[Exclusif] Au terme de la conférence-débat au Palais-Bourbon sur “la situation sécuritaire, politique, économique et diplomatique au Mali et au Sahel”, relatée par ailleurs, le Premier ministre malien Moussa Mara a accordé un bref entretien à L’Express. Nous souhaitions connaître sa lecture de la garde à vue de l’ancien titulaire du portefeuille de la Défense au sein de son équipe, Soumeylou Boubeye Maïga, entendu de jeudi après-midi à samedi par la Direction centrale de la Police judiciaire de Nanterre (Hauts-de-Seine) ; et ce à propos de deux dossiers, l’un portant sur la fourniture d’uniformes par une société française, l’autre sur les modalités de l’acquisition récente -et controversée- au profit de la présidence malienne d’un Boeing 737-700, pour laquelle l’homme d’affaires corse Michel Tomi, mis en examen en juin notamment pour corruption d’agent public étranger, faux et usage de faux, abus de confiance et recel d’abus de bien social, aurait joué un rôle d’intermédiaire.
Moussa Mara dit avoir été “totalement surpris” par cet épisode. Dès que les autorités de Bamako ont été alertées, indique-t-il, soit le jeudi vers 18 heures, elles ont offert à l’ex-ministre l’assistance de l’ambassade du Mali à Paris, “afin de l’aider au mieux”. “On lui a même proposé un avocat, précise le titulaire de la primature, mais il avait déjà le sien”. En l’occurrence, comme le révélait lexpress.fr samedi, le bâtonnier Pierre-Olivier Sur, épaulé par son associée Nathalie Schmelck.

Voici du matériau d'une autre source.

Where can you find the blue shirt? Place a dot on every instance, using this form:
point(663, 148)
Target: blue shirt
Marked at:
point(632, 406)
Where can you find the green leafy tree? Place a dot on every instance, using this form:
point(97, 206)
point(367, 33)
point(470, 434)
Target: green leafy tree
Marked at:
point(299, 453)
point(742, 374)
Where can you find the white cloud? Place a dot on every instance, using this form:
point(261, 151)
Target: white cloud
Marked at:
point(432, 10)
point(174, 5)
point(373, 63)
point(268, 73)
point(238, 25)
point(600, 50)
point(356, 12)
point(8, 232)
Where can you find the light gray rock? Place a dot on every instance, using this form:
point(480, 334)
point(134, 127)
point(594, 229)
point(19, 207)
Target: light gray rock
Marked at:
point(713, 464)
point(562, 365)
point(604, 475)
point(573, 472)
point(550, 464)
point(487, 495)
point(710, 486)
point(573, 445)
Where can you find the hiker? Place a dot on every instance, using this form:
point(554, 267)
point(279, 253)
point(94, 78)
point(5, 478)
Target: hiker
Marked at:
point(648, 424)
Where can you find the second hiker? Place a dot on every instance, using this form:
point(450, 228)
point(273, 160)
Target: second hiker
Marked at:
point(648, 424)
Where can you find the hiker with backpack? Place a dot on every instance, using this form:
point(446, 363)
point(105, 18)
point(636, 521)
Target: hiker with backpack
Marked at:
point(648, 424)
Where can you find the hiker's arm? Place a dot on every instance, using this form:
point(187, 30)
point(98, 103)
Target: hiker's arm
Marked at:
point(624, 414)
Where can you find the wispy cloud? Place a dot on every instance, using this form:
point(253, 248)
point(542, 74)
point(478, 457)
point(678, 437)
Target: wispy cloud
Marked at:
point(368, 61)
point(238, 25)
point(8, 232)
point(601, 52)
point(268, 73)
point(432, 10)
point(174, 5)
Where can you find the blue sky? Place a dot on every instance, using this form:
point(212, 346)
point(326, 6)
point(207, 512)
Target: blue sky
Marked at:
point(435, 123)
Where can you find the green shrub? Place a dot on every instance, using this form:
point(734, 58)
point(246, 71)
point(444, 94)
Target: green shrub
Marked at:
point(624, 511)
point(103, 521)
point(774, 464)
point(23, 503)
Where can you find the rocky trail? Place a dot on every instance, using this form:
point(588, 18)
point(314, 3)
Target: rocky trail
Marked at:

La question des intermédiaires
“Le gouvernement malien, poursuit son chef, est parfaitement serein. La justice française enquête. Nous tenons pour acquis qu’elle est indépendante, tout comme la justice malienne d’ailleurs. Dès lors, il n’y a pas lieu de commenter ses initiatives. Nous avons tout lieu d’espérer qu’il ne s’agit pas d’une action inamicale ou orientée.” S’agissant du fameux Boeing présidentiel, “c’est bien l’armée malienne qui a procédé à l’achat, puisqu’il s’agit d’un avion de commandement”. “C’est donc le ministre de la Défense de l’époque qui a signé le contrat. De même qu’il a été es-qualité maître d’oeuvre pour les achats de fournitures [militaires] auprès de sociétés françaises.”
Au sujet du fameux Boeing, tient à souligner Moussa Mara, le Fonds monétaire international (FMI) a constaté, au vu du rapport d’audit de ses experts, que son prix figure bien dans la fourchette pratiquée pour les appareils de cette catégorie : 20 milliards de francs CFA [soit environ 30 millions d’euros]. “Reste à déterminer, admet-il, s’il y a eu recours à des intermédiaires et quel a été dans ce cas le montant de leur rétribution.” Michel Tomi ? “Il ne figure pas à ma connaissance parmi ces intermédiaires, mais il se peut qu’il ait présenté X ou Y au ministre de la Défense d’alors.”
Sanctions
Bamako n’en fait pas mystère: plusieurs contrats, entachés selon le FMI de lourdes surfacturations, ont été annulés. Combien? “Une douzaine, pour un total d’environ 70 milliards de CFA [un peu plus de 100 millions d’euros], et dont 80% relevaient de la Défense. Contrats conclus de manière illégale. Trois cas de figure : absence de couverture budgétaire ; violation des normes régissant de tels marchés ; non-exécution des contrats.” “Tous les audits réalisés à notre demande, ajoute le Premier ministre, seront publiés. Cette semaine s’agissant de celui de la Cour suprême. Dès leur finalisation pour ceux du Bureau du Vérificateur général du Mali.”
Qu’adviendra-t-il des coupables? “Pour les hauts fonctionnaires, une sanction administrative : ils seront démis de leur poste quel que soit leur rang, ministre compris le cas échéant. Pour les autres acteurs, une sanction juridique : nous transmettrons le dossier à la justice. Le parquet appréciera s’il y a lieu de poursuivre ou pas. Soyez assurés que ce sera fait. Nul n’est au-dessus des lois.”